Here are some benchmarking results (circa 2023-2024) for computation time to downscale a 32 x 43 raster onto grids of increasing size by ordinary kriging.
code and instructions to reproduce these results can be found here
I developed snapKrig to interpolate weather data, but the underlying computational tricks are useful more broadly in statistics. Here are some links to my research on product kernels with co-authors Mark Lewis and Subhash Lele:
-
fitting a covariance model (Journal of the Royal Society Interface - 2020)
-
estimating the direction of anisotropy (Environmental Ecological Statistics - 2020, U of A preprint)
-
calculating dispersal kernel convolutions (Bulletin of Mathematical Biology - 2021)
snapKrig is on CRAN. Install it with
install.packages('snapKrig')
or use devtools
to install the latest development version
devtools::install_github('deankoch/snapKrig')
Check out the introduction vignette for a worked example with the Meuse soils data, or try the code below to get started right away. Other code examples be found here.
To get started define an empty grid
library(snapKrig)
# simulate data on a rectangular grid
g_empty = sk(c(100, 200))
g_empty
#> 100 x 200 empty
Generate some random auto-correlated data for this grid
# set a random seed
set.seed(1234567)
# simulate data on a square grid
pars = sk_pars(g_empty)
g_sim = sk_sim(g_empty, pars)
# plot
plot(g_sim, main='snapKrig simulation')
g_sim
#> 100 x 200 complete
Downscale and filter noise by simple kriging
# downscale and predict, timing computations
t_start = Sys.time()
g_down = sk_rescale(g_sim, down=10)
g_pred = sk_cmean(g_down, pars, X=0)
#> 100 x 200 complete sub-grid detected
# print time elapsed in computation
t_end = Sys.time()
t_end - t_start
#> Time difference of 0.5637186 secs
# plot grid
plot(g_pred, main='snapKrig prediction at 10X resolution')
# print summary
summary(g_pred)
#> complete sk grid
#> 1973081 points
#> range [-1.95, 2.26]
#> ..............................
#> dimensions : 991 x 1991
#> resolution : 0.1 x 0.1
#> extent : [0, 99] x [0, 199]
snapKrig’s computational efficiency makes it useful in situations where interpolation or down-scaling would pose a problem due to long computation times and/or high memory demands. Features include:
- anisotropic Gaussian processes on 2-dimensional regular grids for a choice of covariance kernels
- optimized computation of the likelihood function, generalized least squares, and kriging predictor/variance
- fast computations with missing data problems, and even faster in the complete data case
- automated maximum likelihood model fitting and support for sample semi-variograms
- user friendly helper functions for raster down-scaling and point interpolation
Grid data can be supplied as vector, matrix, or RasterLayer/SpatRaster.
snapKrig depends only on core packages that are included by default in R
(like graphics
and stats
), but we suggest using it combination with
sf
and terra
.
My co-authors and I intended publish a more detailed tutorial and benchmarking study in an R Journal paper (see the draft here). This plan was put on hiatus because I developed tendonitis and had to stop coding/writing in my free time. I hope to pick up the project again at some point in the future.
An earlier implementation of snapKrig was called pkern. snapKrig is a redesigned version that uses a more user-friendly S3 grid object class.

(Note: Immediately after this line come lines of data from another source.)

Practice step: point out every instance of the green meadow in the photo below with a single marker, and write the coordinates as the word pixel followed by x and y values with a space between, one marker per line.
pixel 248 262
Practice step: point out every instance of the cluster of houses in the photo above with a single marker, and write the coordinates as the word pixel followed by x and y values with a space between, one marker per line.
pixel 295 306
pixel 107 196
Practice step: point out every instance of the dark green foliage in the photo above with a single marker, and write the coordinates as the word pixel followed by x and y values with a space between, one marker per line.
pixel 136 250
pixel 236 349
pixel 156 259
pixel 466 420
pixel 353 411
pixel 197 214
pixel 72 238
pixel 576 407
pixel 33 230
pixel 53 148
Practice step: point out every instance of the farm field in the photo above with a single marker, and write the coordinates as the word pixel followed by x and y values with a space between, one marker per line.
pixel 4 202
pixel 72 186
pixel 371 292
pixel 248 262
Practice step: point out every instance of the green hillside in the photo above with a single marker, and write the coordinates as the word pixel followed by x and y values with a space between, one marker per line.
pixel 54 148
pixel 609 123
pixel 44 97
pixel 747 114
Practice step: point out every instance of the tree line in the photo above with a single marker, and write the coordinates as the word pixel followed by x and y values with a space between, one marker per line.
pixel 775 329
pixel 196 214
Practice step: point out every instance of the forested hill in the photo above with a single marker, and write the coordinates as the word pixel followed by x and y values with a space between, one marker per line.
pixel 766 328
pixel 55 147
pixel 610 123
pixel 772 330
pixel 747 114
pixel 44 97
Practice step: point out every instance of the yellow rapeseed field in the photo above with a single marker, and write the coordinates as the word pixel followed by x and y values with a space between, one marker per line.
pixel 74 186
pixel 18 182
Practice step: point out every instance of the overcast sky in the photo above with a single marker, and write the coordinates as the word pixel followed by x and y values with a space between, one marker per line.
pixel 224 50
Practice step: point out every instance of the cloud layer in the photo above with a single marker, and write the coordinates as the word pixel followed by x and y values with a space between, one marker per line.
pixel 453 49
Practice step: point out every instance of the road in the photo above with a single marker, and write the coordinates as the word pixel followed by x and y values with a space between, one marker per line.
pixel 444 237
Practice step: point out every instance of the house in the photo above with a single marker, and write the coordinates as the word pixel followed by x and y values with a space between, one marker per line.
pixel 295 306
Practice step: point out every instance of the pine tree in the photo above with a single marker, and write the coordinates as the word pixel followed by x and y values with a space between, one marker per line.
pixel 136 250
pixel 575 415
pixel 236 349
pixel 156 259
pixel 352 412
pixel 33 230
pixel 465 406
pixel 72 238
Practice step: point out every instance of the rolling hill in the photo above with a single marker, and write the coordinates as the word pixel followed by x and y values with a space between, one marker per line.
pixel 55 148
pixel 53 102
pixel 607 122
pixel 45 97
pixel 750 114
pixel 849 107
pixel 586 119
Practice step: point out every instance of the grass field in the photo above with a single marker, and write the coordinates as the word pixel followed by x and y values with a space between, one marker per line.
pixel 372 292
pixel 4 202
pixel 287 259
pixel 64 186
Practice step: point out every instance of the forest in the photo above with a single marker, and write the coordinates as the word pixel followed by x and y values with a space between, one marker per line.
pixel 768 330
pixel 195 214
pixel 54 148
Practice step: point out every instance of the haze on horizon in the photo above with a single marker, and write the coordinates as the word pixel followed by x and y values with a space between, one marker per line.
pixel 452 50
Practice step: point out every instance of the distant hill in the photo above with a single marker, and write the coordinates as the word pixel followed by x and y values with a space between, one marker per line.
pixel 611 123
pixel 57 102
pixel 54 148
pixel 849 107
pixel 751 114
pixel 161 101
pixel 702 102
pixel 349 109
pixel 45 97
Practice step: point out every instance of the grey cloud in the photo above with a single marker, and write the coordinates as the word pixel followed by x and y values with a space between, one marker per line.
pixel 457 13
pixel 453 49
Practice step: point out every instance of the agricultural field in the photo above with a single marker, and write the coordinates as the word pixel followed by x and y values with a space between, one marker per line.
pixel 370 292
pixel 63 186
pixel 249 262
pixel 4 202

pkern was an R implementation of some methods I developed in my thesis for speeding up geostatistical computations involving large covariance matrices. The central idea is to model spatial dependence using a separable 2-dimensional covariance kernel, defined as the product of two (1-dimensional) univariate covariance kernels. This introduces special symmetries and structure in the covariance matrix, which are exploited in this package for fast and memory-efficient computations.